Audi takes advantage of the American market during these hard and struggling times. Not a good marketing move by the German automaker in an effort to increase their sales in the States. I prefer BMW anyway. 

http://carbuzz.com/news/2011/9/24/Video-Audi-Rips-America-Tells-you-to-Buy-Their-A6-7704937/


----------



## EK20 (Sep 28, 2004)

I've seen the ad in question. I don't see what they have a problem with. Anyone who's driven in this country knows the roads aren't great.


----------



## mithril (Feb 6, 2003)

EK20 said:


> I've seen the ad in question. I don't see what they have a problem with. Anyone who's driven in this country knows the roads aren't great.


Bingo. It's not like there's anything untruthful being said there, the fact that it's not a "rah rah the USA is the greatest so we made our best ever car just for you" style ad offends the delicate self-image of one basically meaningless car blog site is irrelevant.


----------



## EK20 (Sep 28, 2004)

Yeah.
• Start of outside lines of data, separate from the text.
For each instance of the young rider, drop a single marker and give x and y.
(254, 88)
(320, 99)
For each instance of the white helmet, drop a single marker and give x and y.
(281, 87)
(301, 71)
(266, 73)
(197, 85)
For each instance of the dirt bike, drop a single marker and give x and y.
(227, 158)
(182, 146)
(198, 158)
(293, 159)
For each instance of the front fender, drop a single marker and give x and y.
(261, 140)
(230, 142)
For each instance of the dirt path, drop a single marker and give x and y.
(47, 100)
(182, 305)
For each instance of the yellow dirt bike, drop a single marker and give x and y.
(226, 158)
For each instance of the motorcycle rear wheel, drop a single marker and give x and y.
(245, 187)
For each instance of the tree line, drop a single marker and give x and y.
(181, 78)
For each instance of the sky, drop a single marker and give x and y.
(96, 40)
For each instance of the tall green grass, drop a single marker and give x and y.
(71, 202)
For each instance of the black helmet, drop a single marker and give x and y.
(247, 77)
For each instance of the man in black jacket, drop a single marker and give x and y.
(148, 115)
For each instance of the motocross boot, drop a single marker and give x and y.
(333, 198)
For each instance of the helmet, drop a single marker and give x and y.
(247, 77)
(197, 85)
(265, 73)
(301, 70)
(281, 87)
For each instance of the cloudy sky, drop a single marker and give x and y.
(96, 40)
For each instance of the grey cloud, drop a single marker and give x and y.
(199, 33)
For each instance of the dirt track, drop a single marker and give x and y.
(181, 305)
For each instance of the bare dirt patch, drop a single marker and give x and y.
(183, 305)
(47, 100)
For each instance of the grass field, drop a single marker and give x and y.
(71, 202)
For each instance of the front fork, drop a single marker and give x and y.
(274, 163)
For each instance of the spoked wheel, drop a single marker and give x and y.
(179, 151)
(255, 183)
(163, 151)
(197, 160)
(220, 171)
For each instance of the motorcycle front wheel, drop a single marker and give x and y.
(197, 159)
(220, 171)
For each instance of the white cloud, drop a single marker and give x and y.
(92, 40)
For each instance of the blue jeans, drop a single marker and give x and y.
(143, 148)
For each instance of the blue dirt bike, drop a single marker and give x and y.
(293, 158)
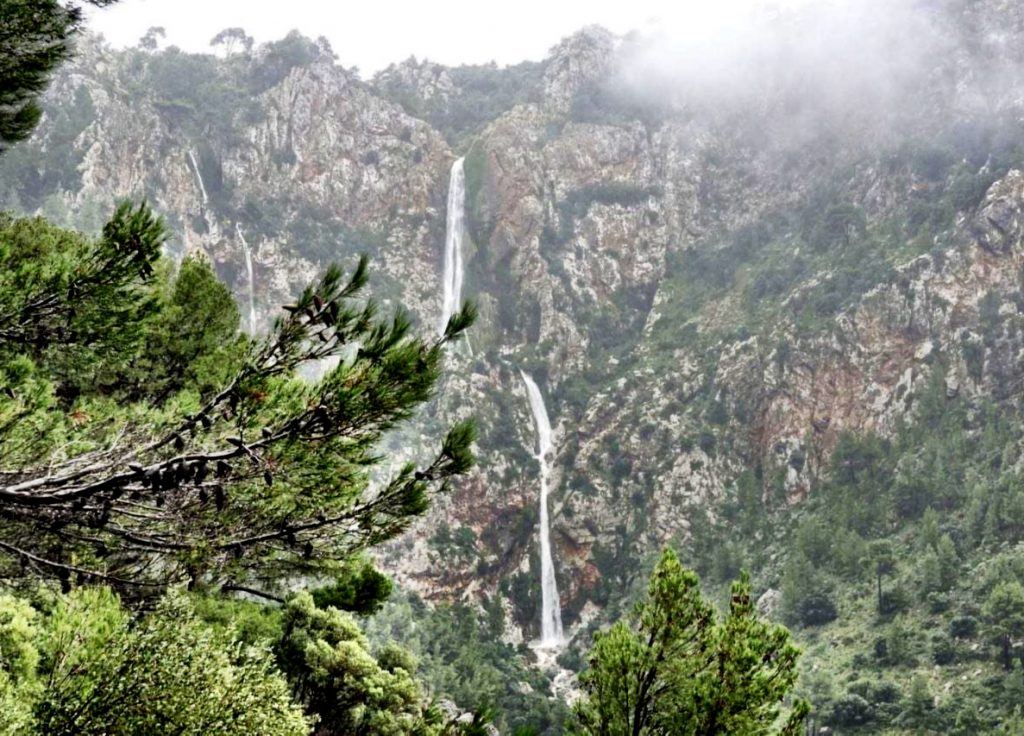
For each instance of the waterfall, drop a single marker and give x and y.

Someone obviously got some sand in their crack over nothing.


----------



## MikkiJayne (Jan 1, 2007)

*FV-QR*

Hahaha I love that! Your roads are rubbish and you're all stupid - buy an A6 :laugh:


----------



## skennedy1023 (Mar 4, 2006)

when they show the a6 its being driven on good pavement and without distraction of any kind... hahaha the a6 does look pretty good though!


----------